On 12 June 2013 the Takeover Panel knocked back that $22 million renounceable share entitlement offer as it included an underwriting agreement from SB for $18.9 million and if implemented would have given him the major controlling interest in LNY.
So, as you have posted, that $22 million renounceable entitlement offer was withdrawn on 1 July 2013 and on 8 July 2013 the Takeover Panel scrubbed the matter completely.
But, that boy wasn't going to just lay down and forget that $18.9 million so easily.
So, they called an EGM for just 9 days later, on 17 July 2013, surprise, surprise, Resolution 1 was that SB be issued with shares to convert his loan facility which stood at around $18.9 million.
More surprises , that resolution was passed and SB was issued with 1,109,012,88 share at a nominal price of 1.8 cents which, oh so coincidentally, equated to $18,342,217.
Hey, what was the result of that, SB's voting power went from 23.73% to 70.07%, exactly what the Takeover Panel wanted to stop!!!

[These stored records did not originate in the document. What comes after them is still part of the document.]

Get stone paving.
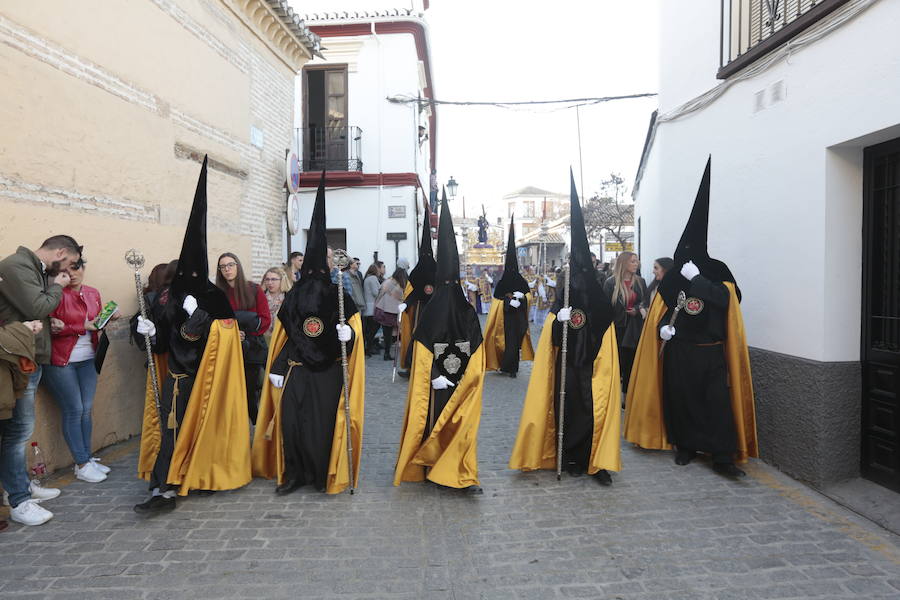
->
[0,326,900,600]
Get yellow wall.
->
[0,0,312,468]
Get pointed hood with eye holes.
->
[403,202,437,305]
[170,156,234,319]
[658,157,741,307]
[551,169,613,365]
[278,172,357,371]
[414,192,482,354]
[494,218,530,300]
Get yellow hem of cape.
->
[509,313,622,475]
[394,342,484,488]
[167,319,252,496]
[625,282,759,462]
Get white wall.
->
[636,0,900,361]
[291,186,422,274]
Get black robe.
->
[656,275,737,462]
[150,289,213,492]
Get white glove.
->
[137,317,156,337]
[431,375,455,390]
[181,294,197,317]
[681,260,700,281]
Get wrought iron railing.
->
[297,126,363,172]
[718,0,849,79]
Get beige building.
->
[0,0,319,474]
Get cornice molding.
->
[221,0,319,72]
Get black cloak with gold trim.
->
[394,188,484,488]
[625,160,758,461]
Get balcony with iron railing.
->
[296,126,363,173]
[716,0,849,79]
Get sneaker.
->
[91,456,112,475]
[75,461,106,483]
[3,480,60,506]
[9,500,53,525]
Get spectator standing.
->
[375,266,407,360]
[0,321,43,531]
[216,252,272,423]
[362,260,384,356]
[0,235,81,525]
[603,252,647,391]
[42,259,118,483]
[262,267,292,341]
[347,258,366,313]
[643,256,675,312]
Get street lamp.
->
[447,175,459,200]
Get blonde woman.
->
[603,252,647,391]
[260,267,291,339]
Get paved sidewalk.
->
[0,326,900,600]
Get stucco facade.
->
[634,0,900,485]
[0,0,318,476]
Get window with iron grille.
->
[717,0,849,79]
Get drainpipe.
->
[369,21,385,262]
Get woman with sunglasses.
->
[42,259,120,483]
[216,252,272,423]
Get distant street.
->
[0,324,900,600]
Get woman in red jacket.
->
[216,252,272,423]
[41,260,118,483]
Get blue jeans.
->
[44,359,97,465]
[0,365,41,506]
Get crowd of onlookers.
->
[0,235,672,530]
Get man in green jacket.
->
[0,235,81,525]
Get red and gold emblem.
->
[569,308,587,329]
[303,317,325,337]
[684,297,703,316]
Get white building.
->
[634,0,900,496]
[291,2,437,273]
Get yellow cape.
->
[394,341,484,488]
[397,282,417,370]
[484,294,534,371]
[625,282,759,462]
[251,313,366,494]
[509,313,622,475]
[168,319,252,496]
[138,354,169,481]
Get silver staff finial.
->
[125,248,144,271]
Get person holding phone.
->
[43,258,120,483]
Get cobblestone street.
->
[0,326,900,600]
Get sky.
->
[293,0,659,221]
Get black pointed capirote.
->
[171,156,234,319]
[494,217,529,300]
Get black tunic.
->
[657,275,737,462]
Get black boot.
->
[713,463,746,479]
[594,469,612,485]
[675,448,697,467]
[134,496,175,514]
[275,479,302,496]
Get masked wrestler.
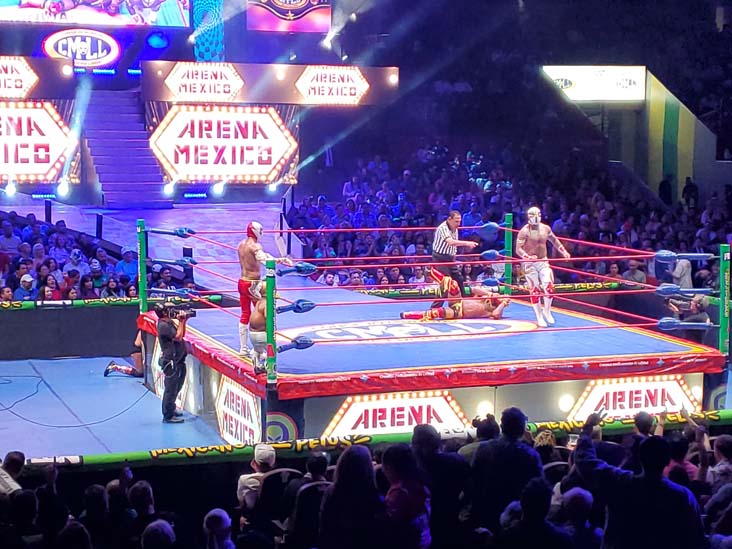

His "paper" interest has been cut by their own dilution tactics, but, you would have to be super naive to think that that bloke still doesn't "own" LNY. Tell me who would vote down ANYTHING that he would propose!!!! OWNERSHIP!!!
And while your there, can you please tell what you were talking about when you said that "I get the feeling that .003 will never be heard of again. Monday WILL tell."
Then you say that the .004s are somehow in danger. How do they equate??? More cryptics I'm afraid.
Can we PLEASE just concentrate on what over 4,000 poor shareholders WANT to hear!!!!!